Mean HbA1c according to insulin modality/CGM use status. Solid black bar, injection + CGM; solid white bar, pump + CGM; black and white striped bar, pump only; black dotted bar, injection only.

Figure 1

Mean HbA1c according to insulin modality/CGM use status. Solid black bar, injection + CGM; solid white bar, pump + CGM; black and white striped bar, pump only; black dotted bar, injection only.

Close modal

In this analysis of T1D Exchange registry data, CGM users, irrespective of insulin delivery method, had lower HbA1c levels than non-CGM users even after adjustment for potential confounding factors. Importantly, CGM users who were using injection for insulin delivery had HbA1c levels similar to those of CGM users using an insulin pump. This is consistent with the results from the JDRF CGM randomized controlled trial in which 9 adult injection/CGM users had a magnitude of HbA1c improvement similar to that of 41 adult pump/CGM users (−0.54 vs. −0.50) (2).
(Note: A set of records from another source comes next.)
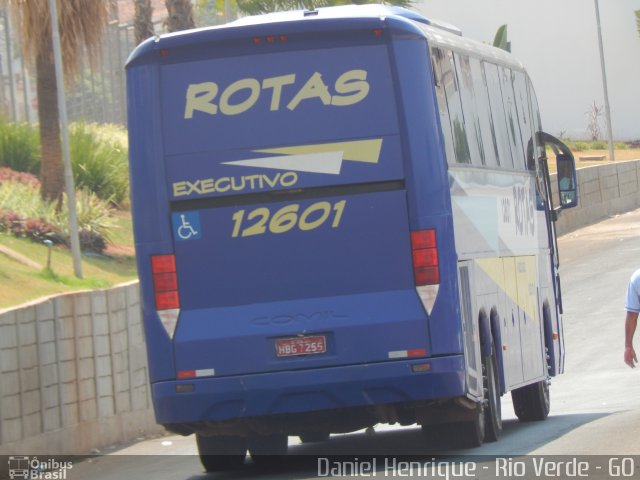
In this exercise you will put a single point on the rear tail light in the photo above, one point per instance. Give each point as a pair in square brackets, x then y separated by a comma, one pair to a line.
[165, 282]
[165, 291]
[425, 257]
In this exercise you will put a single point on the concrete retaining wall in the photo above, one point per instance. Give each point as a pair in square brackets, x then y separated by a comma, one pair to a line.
[73, 368]
[73, 373]
[604, 190]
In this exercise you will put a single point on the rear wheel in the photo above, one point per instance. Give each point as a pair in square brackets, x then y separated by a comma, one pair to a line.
[532, 402]
[221, 453]
[493, 407]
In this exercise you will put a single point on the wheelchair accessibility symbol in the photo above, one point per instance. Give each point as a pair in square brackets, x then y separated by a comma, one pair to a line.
[186, 225]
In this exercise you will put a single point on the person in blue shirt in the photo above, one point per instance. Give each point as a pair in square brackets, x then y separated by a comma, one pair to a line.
[633, 308]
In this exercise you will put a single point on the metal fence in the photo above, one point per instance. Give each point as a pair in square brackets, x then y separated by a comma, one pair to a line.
[98, 95]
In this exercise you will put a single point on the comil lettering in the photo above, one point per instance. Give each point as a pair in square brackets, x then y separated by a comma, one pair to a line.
[285, 91]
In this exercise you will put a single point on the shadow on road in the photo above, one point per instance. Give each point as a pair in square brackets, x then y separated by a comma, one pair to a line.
[406, 445]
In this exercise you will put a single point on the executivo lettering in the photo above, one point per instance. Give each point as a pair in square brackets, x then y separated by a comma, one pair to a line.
[287, 91]
[235, 184]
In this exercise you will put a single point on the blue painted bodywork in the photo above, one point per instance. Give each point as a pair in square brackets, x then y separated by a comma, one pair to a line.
[350, 280]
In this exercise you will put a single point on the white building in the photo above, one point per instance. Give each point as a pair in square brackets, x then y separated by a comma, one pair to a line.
[557, 41]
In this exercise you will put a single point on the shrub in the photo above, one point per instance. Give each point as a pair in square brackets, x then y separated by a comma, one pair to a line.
[23, 213]
[99, 161]
[8, 175]
[94, 215]
[19, 147]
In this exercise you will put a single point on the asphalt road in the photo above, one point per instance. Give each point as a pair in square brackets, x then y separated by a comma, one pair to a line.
[595, 405]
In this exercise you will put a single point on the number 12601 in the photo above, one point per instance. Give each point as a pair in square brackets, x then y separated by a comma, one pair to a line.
[259, 220]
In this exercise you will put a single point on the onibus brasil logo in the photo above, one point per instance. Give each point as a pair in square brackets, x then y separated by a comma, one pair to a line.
[29, 468]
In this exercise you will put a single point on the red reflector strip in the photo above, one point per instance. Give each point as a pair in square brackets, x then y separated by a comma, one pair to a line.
[163, 263]
[426, 275]
[165, 282]
[422, 367]
[167, 300]
[206, 372]
[416, 352]
[423, 239]
[425, 257]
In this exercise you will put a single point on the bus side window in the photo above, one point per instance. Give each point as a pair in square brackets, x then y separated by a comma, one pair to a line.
[470, 110]
[483, 110]
[513, 125]
[454, 102]
[497, 113]
[524, 118]
[437, 56]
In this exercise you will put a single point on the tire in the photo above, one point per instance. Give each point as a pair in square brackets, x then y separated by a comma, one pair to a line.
[532, 402]
[493, 406]
[266, 450]
[314, 437]
[219, 454]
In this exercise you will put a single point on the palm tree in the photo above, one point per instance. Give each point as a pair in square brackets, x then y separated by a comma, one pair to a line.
[82, 24]
[143, 22]
[180, 15]
[500, 40]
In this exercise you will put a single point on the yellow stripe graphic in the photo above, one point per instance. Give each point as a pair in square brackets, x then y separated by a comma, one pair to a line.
[367, 151]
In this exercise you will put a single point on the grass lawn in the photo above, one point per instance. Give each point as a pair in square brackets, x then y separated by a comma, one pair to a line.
[620, 155]
[21, 283]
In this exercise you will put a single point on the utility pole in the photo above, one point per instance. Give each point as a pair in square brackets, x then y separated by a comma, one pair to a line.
[604, 85]
[64, 130]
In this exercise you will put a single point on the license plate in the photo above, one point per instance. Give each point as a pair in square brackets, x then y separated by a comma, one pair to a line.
[289, 347]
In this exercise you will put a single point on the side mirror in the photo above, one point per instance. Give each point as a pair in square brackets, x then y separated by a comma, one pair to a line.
[567, 181]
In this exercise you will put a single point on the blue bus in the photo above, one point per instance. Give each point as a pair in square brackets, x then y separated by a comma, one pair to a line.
[342, 217]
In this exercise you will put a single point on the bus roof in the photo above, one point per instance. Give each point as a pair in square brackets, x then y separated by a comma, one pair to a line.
[346, 16]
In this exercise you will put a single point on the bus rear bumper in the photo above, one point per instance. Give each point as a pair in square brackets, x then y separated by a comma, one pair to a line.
[276, 393]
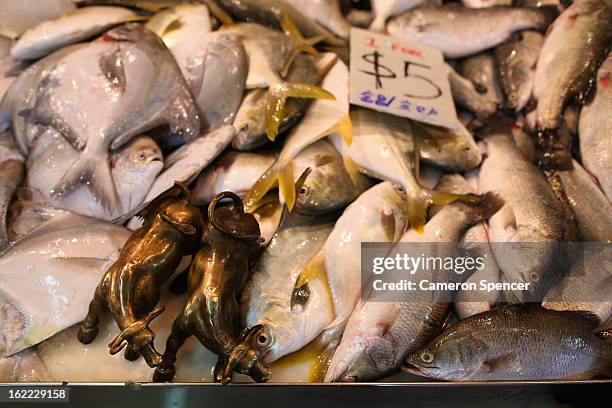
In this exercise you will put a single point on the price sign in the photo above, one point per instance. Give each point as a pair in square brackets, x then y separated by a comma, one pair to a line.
[403, 78]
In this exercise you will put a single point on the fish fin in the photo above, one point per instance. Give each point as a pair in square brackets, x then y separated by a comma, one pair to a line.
[419, 203]
[315, 268]
[300, 43]
[96, 175]
[496, 363]
[286, 184]
[111, 65]
[277, 99]
[219, 13]
[258, 191]
[352, 169]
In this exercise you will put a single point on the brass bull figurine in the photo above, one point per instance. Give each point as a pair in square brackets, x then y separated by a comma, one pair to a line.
[217, 276]
[131, 287]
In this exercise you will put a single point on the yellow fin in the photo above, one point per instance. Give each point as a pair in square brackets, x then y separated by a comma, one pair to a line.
[301, 44]
[286, 184]
[418, 205]
[352, 169]
[315, 269]
[277, 99]
[258, 191]
[219, 13]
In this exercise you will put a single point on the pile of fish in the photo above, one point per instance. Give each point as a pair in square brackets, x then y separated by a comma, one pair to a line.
[126, 126]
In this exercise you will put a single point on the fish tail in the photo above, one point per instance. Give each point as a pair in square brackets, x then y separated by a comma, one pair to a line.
[219, 13]
[95, 173]
[277, 100]
[315, 269]
[301, 44]
[423, 199]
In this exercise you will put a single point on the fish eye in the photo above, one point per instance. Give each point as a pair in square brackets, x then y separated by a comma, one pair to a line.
[263, 339]
[427, 357]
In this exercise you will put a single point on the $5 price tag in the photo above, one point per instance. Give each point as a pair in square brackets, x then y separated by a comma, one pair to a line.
[403, 78]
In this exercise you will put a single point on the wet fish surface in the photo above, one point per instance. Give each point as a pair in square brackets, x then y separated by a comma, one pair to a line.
[515, 343]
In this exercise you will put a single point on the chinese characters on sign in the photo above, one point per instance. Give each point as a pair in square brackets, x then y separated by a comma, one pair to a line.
[402, 78]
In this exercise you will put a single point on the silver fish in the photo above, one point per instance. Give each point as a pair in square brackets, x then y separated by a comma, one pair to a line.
[532, 214]
[63, 260]
[18, 16]
[188, 161]
[596, 130]
[70, 28]
[268, 12]
[460, 32]
[450, 149]
[574, 48]
[327, 13]
[516, 60]
[481, 70]
[380, 334]
[12, 171]
[232, 171]
[133, 169]
[515, 343]
[592, 210]
[24, 367]
[214, 65]
[291, 320]
[468, 94]
[135, 86]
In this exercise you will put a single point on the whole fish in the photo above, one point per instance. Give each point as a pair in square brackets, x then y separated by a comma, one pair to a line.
[324, 118]
[385, 9]
[592, 210]
[481, 70]
[471, 96]
[290, 320]
[329, 186]
[515, 343]
[268, 12]
[380, 334]
[133, 168]
[516, 60]
[450, 149]
[376, 216]
[476, 243]
[70, 28]
[268, 113]
[383, 147]
[12, 171]
[135, 86]
[460, 32]
[576, 45]
[17, 17]
[327, 13]
[232, 171]
[531, 214]
[186, 163]
[596, 130]
[63, 259]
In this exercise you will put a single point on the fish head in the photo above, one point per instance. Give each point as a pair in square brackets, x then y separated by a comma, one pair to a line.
[448, 358]
[289, 326]
[327, 188]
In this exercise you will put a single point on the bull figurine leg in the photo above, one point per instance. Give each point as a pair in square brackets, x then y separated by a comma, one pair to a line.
[166, 371]
[88, 329]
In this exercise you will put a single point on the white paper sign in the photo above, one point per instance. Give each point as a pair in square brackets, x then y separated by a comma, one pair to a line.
[400, 77]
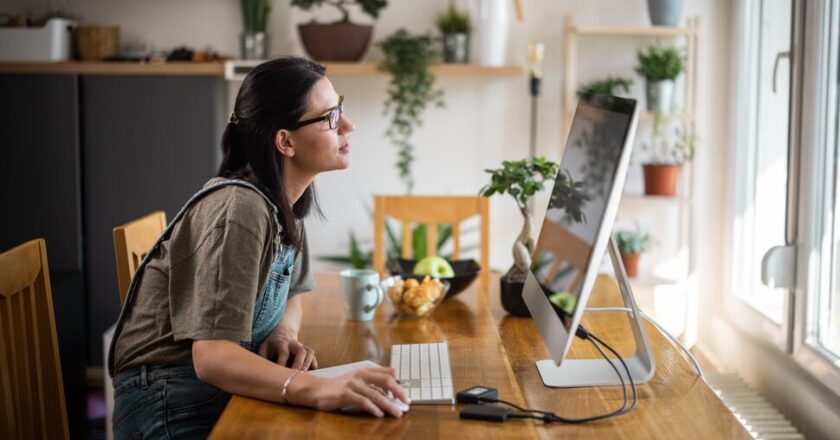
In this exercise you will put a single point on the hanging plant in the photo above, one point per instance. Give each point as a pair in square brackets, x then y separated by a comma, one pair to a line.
[411, 90]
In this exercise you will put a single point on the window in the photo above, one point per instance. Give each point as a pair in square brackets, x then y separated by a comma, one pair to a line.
[762, 98]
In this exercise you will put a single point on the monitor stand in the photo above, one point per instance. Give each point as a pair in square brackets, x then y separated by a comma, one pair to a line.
[597, 372]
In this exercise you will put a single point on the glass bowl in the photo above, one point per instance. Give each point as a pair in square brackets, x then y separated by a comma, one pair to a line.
[412, 298]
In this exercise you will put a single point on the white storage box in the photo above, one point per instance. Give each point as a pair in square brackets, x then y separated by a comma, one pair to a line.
[48, 43]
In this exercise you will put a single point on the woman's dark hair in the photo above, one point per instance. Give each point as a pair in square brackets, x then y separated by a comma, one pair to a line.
[274, 95]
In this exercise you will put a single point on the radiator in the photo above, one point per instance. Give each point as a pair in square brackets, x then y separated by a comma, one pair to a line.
[759, 418]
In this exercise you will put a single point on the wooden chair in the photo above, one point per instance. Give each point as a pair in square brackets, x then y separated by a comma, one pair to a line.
[31, 387]
[132, 241]
[431, 211]
[565, 247]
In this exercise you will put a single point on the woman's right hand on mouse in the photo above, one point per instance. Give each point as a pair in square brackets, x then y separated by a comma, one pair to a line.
[351, 390]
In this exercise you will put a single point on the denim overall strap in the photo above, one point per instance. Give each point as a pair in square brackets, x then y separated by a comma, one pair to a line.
[271, 303]
[129, 299]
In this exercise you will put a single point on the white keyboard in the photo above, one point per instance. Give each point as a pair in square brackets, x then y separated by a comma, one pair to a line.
[424, 371]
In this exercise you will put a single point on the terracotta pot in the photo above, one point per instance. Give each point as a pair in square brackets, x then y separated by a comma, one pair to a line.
[631, 264]
[512, 301]
[336, 41]
[661, 180]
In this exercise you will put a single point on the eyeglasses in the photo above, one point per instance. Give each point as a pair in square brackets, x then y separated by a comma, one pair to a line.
[333, 116]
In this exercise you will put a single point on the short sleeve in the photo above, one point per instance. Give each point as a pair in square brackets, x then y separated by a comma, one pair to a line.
[213, 292]
[302, 279]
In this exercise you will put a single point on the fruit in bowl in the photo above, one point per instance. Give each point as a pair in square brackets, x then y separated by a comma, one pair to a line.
[434, 266]
[413, 298]
[464, 272]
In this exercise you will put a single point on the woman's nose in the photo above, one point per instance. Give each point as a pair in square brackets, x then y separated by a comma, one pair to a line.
[346, 125]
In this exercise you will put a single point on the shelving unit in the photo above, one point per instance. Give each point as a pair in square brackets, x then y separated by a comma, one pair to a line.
[648, 283]
[237, 69]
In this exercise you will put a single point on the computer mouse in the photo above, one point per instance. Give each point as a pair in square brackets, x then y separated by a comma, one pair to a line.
[399, 404]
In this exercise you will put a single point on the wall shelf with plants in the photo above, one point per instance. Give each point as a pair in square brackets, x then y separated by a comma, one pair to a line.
[670, 144]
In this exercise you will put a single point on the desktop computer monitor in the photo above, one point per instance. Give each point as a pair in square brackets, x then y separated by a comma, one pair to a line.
[576, 232]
Although the results of this study appear to make a compelling case for greater use of CGM in injection users, cross-sectional analyses such as this one are subject to potential bias. For instance, we do not have information on how many injection users tried CGM and discontinued it, and thus, the cohort of injection + CGM users in the study may be self-selected to be those who are more likely to have lower HbA1c levels. Nevertheless, the results of the study suggest that CGM can be beneficial for insulin injection users across all age-groups to achieve optimized metabolic control of T1D. However, the critical information needed to assess the benefit of CGM for injection users will require a randomized trial focusing on injection users.

Funding and Duality of Interest. Funding was provided by The Leona M. and Harry B. Helmsley Charitable Trust. W.V.T. has received consultancy payments from Novo Nordisk. R.M.B.’s nonprofit employer has received consultancy payments from Abbott Diabetes Care, Amylin Pharmaceuticals, Bayer, Boehringer Ingelheim, Calibra Medical, Eli Lilly, Halozyme Therapeutics, The Leona M. and Harry B. Helmsley Charitable Trust, Hygieia, Johnson & Johnson, Medtronic, Novo Nordisk, ResMed, Roche, Sanofi, Takeda, and Valeritas and grants from Abbott Diabetes Care, Amylin, Bayer, Becton Dickinson, Boehringer Ingelheim, Calibra, Daiichi-Sankyo, Dexcom, Eli Lilly, Halozyme Therapeutics, The Leona M. and Harry B. Helmsley Charitable Trust, Hygieia, Intarcia Therapeutics, Intuity Medical, Johnson & Johnson, MannKind Corporation, Medtronic, Merck, National Institutes of Health, Novo Nordisk, ResMed, Roche, Sanofi, and Takeda with no personal compensation to R.M.B. R.M.B. receives royalties from the Betty Crocker Diabetes Cookbook and holds stock in Merck. R.W.B.’s nonprofit employer has received consultancy payments on his behalf from Sanofi and Animas Corporation and a research grant from Novo Nordisk with no personal compensation to R.W.B. No other potential conflicts of interest relevant to this article were reported.

Author Contributions. N.C.F. and K.M.M. researched data, performed statistical analyses, and wrote and edited the manuscript. W.V.T., R.M.B., and R.W.B. researched data and reviewed and edited the manuscript. R.W.B. is the guarantor of this work and, as such, had full access to all the data in the study and takes responsibility for the integrity of the data and the accuracy of the data analysis.